<高校サッカー:修徳3-0松商学園>◇3日◇3回戦◇駒沢

 伝統の「修徳締め」で気合を入れて臨んだ修徳(東京A)は、松商学園(長野)を下して9度目の出場で初の8強入り。準々決勝は5日に行われる。

 気迫が違った。修徳は肉弾戦という土俵に松商学園を誘い込んだ。前半8分、相手ゴール前へのロングボールをGKがこぼすと、次々と襲いかかる。DFよりも一瞬早く、FW加藤が放ったシュートはブロックされたが、DF渡辺が右足で押し込み、貴重な先制点を奪った。後半、PKで追加点を決め、さらに同15分に左CKから再び混戦になるとFW小野寺が頭でつめて3点差。得意のセットプレーから初の8強入りを決めた。

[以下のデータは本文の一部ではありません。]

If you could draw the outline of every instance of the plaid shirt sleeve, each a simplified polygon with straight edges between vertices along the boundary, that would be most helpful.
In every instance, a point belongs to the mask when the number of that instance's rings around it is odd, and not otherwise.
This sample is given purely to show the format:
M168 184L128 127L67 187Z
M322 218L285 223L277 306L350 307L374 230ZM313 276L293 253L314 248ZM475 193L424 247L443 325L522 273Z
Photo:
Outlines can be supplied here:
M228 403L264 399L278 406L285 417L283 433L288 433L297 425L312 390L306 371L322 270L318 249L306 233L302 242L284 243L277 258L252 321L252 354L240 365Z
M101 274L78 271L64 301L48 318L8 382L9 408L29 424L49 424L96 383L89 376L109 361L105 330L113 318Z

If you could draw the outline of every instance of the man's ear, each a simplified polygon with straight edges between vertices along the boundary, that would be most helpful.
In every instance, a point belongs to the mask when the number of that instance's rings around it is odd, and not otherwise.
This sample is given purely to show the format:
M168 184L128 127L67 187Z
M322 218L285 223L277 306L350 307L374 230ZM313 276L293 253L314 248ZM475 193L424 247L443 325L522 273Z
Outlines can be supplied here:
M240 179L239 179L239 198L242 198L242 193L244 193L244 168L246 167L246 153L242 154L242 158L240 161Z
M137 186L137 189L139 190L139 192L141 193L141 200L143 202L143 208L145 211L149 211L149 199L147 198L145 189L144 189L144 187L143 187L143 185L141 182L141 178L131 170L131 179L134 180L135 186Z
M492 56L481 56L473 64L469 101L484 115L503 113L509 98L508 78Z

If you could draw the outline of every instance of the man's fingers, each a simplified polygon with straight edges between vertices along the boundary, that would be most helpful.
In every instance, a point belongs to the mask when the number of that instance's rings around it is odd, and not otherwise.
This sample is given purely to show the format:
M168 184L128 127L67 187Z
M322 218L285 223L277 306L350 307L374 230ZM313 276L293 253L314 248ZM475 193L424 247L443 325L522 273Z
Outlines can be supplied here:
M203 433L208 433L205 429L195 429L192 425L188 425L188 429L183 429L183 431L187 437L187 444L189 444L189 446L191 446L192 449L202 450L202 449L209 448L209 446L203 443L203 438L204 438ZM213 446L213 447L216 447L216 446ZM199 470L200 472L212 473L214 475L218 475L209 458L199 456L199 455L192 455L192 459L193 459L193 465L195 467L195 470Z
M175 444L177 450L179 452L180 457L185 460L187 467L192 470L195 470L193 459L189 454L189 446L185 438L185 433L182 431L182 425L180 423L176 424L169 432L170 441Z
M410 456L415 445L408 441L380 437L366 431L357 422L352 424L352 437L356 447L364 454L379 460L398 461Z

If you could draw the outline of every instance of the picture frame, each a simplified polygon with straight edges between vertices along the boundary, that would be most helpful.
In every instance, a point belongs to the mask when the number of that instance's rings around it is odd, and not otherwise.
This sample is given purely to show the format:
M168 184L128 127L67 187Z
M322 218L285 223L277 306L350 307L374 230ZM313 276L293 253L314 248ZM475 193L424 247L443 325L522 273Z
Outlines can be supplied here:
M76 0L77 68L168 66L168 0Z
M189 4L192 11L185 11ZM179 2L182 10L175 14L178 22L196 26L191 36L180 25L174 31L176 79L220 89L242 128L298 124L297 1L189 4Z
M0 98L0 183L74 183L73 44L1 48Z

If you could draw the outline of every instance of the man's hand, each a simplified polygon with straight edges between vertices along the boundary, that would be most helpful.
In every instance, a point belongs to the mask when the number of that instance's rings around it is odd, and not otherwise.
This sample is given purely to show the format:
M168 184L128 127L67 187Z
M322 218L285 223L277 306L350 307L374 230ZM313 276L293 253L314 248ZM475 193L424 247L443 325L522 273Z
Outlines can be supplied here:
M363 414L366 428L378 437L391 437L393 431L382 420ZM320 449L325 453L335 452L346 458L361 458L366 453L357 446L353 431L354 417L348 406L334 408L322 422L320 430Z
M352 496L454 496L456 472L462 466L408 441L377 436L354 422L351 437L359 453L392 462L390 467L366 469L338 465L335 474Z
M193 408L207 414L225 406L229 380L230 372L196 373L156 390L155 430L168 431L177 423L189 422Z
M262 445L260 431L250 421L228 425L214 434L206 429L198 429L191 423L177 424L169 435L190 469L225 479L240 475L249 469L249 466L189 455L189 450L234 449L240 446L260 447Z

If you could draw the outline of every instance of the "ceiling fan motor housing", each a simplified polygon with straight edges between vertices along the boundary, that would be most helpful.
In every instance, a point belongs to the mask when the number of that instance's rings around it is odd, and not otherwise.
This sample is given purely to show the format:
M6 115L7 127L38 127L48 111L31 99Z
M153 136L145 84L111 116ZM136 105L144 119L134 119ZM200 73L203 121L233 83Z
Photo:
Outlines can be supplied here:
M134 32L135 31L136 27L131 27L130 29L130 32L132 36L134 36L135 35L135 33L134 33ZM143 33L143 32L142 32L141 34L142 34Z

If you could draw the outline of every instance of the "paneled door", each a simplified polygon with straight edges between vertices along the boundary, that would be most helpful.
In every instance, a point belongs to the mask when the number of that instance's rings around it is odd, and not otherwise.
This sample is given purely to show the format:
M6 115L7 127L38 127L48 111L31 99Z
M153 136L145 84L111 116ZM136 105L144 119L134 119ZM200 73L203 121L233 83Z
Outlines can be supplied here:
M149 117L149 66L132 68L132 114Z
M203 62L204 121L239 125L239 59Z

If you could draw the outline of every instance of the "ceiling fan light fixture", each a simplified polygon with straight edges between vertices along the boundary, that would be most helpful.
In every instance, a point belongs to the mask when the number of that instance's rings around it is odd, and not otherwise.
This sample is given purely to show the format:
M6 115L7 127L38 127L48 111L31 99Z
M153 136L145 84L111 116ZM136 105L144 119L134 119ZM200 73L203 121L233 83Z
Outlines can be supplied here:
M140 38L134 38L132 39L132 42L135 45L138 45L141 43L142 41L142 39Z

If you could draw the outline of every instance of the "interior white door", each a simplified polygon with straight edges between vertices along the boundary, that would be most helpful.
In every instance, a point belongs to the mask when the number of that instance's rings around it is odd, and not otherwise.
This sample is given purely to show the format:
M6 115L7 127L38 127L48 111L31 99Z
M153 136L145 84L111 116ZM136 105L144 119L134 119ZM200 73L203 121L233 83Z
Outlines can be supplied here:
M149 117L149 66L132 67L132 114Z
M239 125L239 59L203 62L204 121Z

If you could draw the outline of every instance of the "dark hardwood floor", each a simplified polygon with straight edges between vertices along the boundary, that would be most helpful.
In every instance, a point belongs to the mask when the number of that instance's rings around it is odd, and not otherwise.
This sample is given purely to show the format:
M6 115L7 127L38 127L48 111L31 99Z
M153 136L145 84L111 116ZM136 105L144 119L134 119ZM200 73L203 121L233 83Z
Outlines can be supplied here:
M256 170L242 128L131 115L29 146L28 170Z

 ピッチに立つと目の色を変える男たち。伝統のスイッチが「修徳締め」だ。フジテレビ系の番組「とんねるずのみなさんのおかげでした」で話題の「男気じゃんけん」で、世間にも知れ渡った。練習前や試合前に行うもので、パン、パパンと手をたたき「修徳!」と締める。MF池田主将は「僕らは修徳締めでいつも始まるから」と、この日の試合前は大応援団とともに締めて試合に臨んでいた。

 おとこ気は普段の生活から身につける。大会中、宿泊先での食事の際、各テーブルで「男気じゃんけん」が繰り広げられる。既に満腹の状態で、じゃんけんに勝った人がさらに食べる。そこで、悔しがったら男がすたる。「罰ゲームというわけじゃないけど、そうやって楽しんで結束を強くしていければいい」と池田主将は言い、ピッチの外では笑いが絶えないのが、快進撃の理由でもある。

 この日のユニホームは、同校出身の現役Jリーガー横浜MF小椋や名古屋GK高木らOBが中心となってつくったもの。「1回勝ったら着てください」と言われ、岩本監督は「やっと着られてよかった」と笑うが、1勝どころか東京勢15大会ぶりの国立までも視野に入ってきた。「次はうちが守る時間が長くなる。3対7でボールを持たれる。でもそれがうちのスタイル」と同監督は堅守速攻を掲げる。おとこ気旋風が、ここから勢力を強めていく。【栗田成芳】

 ◆男気じゃんけんと修徳締め

 フジテレビ系の番組「とんねるずのみなさんのおかげでした」のコーナーで人気となったじゃんけん。(1)じゃんけんに勝った人が負けた人の分までおごる(2)勝った人が悔しい顔をすると、おとこ気がないと見なされ罰ゲームを課される、などのルールがある。修徳締めは最後に「修徳!」の掛け声で締める手締めのこと。木梨憲武が帝京サッカー部時代に修徳と対戦した時に見たということで、「とんねるず-」のコーナーのエンディングで取り入れられて広まった。